Por outro lado também é necessário ter uma visão critica das culturas vendo seus aspectos positivos e negativos. Num trabalho transcultural com vistas à implantação de igrejas precisa haver discernimento e sensibilidade tendo condições de reforçar os elementos culturais que harmonizam com os conceitos bíblicos e trabalhar em função de uma eliminação dos que são contrários.

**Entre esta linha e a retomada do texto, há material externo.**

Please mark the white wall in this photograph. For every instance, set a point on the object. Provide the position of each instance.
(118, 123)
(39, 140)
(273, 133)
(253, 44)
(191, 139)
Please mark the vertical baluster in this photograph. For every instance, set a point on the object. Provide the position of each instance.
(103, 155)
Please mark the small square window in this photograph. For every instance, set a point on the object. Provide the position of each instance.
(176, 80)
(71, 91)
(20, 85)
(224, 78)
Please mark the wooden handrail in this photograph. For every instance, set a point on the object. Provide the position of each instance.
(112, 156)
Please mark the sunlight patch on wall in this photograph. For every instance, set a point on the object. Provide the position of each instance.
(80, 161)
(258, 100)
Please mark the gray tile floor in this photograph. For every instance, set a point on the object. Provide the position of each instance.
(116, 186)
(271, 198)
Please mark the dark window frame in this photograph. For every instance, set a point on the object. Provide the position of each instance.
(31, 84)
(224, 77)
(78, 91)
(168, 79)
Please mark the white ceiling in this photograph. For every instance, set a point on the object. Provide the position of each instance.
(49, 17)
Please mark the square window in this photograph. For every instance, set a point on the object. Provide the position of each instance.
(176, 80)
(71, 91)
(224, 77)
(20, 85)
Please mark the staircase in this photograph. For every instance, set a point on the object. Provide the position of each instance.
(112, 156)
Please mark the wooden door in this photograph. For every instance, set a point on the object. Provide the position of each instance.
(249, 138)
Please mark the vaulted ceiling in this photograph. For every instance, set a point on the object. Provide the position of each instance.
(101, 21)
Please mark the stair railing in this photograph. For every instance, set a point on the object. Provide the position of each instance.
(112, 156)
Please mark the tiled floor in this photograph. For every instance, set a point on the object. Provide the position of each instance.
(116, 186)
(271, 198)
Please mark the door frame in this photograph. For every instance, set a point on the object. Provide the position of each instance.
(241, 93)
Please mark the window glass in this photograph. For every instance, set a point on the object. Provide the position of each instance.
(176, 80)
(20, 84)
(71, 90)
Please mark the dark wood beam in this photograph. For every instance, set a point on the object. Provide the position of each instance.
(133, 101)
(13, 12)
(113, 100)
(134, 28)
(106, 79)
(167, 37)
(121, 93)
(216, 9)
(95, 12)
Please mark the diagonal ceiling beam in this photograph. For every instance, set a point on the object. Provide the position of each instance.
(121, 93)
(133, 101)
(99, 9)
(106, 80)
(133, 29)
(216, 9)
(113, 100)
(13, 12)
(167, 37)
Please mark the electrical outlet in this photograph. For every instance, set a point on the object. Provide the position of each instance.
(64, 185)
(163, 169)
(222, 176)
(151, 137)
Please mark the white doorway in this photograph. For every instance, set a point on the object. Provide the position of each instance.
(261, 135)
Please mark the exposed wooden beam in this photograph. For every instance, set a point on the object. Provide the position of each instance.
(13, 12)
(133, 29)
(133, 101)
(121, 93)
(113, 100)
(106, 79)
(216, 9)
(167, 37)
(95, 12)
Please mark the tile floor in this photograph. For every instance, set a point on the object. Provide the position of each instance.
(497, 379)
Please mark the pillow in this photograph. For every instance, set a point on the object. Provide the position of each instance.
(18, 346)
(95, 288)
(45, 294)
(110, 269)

3.A Necessidade da contextualização
Fica mais uma vez clara a necessidade de uma contextualização verdadeira e completa da mensagem acerca de Cristo. É essencial que cada povo sinta que o Evangelho é deles, assim como a igreja que está sendo implantada.
Nesta contextualização busca-se elementos da tradição e da cultura que podem expressar os conceitos cristãos de uma forma compreensível e relevante numa equivalência dinâmica, sem por isso descaracterizar o Evangelho. Acredito como Richardson bem enfatiza que em cada cultura existam pontos de contato, lendas, estórias, fatos da história do povo, tradições, rituais, símbolos, etc., que servem de cabeças de ponte para uma comunicação eficiente e sóbria. Até que ponto sempre é possível achar o "elemento redentor" fica em aberto, mas a procura de termos, atitudes e costumes que lembram algum aspecto do Criador é recomendável.
Embora a contextualização seja a mais completa possível sempre sobrará conceitos bíblicos que trarão confrontos com a cultura reinante. Esta confrontação faz parte do espírito da mensagem e quer levar o ser humano inserido em determinada cultura a refletir sobre sua cosmovisão e sua necessidade espiritual. Em outras palavras, não é possível fazer uma contextualização tal ou uma adaptação tão completa que não haja pontos conflitantes com a cultura humana, seja ela qual for.

4. A Interdependência das Ciências
Conn advoga um diálogo mais aberto e franco entre as ciências envolvidas na questão transcultural. Kraft faz forte uso da antropologia e de outras ciências afins para sua argumentação. Richardson, tanto em seu ministério transcultural, como em suas afirmações conceituais, lança mão da teologia e da antropologia, além da literatura da Antiguidade.
Pessoalmente estou convencido de que precisa haver uma cooperação ampla e generosa entre as ciências que se preocupam com o bem-estar do ser humano e que analisam o seu comportamento. A desconfiança e o exclusivismo devem dar lugar à colaboração e ao entendimento. Naturalmente cada ciência tem o seu ponto de partida. Em cada ciência tem também diferentes linhas de pensamento que norteiam o estudo. Não obstante há condições de um trabalho conjunto e principalmente há espaço, tanto no estudo missiológico como na prática missionária, para um aproveitamento maior das contribuições que outras Ciências podem fornecer.

5. A Soberania de Deus
Quero finalizar o trabalho com a declaração da soberania divina e nossa dependência do Senhor que através do seu Espírito Santo dirige os empreendimentos missionários. O fator surpresa parece sempre estar presente na história de missões. Deus faz muitas vezes o que para nós parece impossível ou pelo menos muito difícil. Ele tem o direito de escolher as formas de revelação e de utilizar os instrumentos que lhe deseja para a divulgação do seu nome. Ao mesmo tempo Ele tem incumbido a Igreja da tarefa de pregar até aos confins da terra. Isto significa uma enorme responsabilidade que necessariamente precisa ser cumprida e assumida com toda a seriedade e esmero.
Qualquer que seja, no entanto, nosso esforço em contextualizar a mensagem e em nos adaptar a uma cultura receptora do Evangelho, o êxito e o sucesso dependem da atuação divina frutificando o trabalho.
Vários textos de Paulo foram citados ao longo dos livros e deste trabalho. Termino com 1 Co 3:6 - "Eu plantei, Apolo regou-, mas Deus deu o crescimento".

BIBLIOGRAFIA
CONN, Harvie.Eternal Word and Chanqinq Worlds, Grand Rapids, Zondervan, 1984.
KRAFT, Charles Christianity in Culture, Orbis Books, Maryknoll, N.Y., 1979.
RICHARDSON, Don -0 Fator Melquisedeque, Edições Vida Nova, São Paulo, 1986.
ROCHA, Everardo P.G. O Que é Etnocentrismo, Editora Brasiliense, São Paulo, 1984.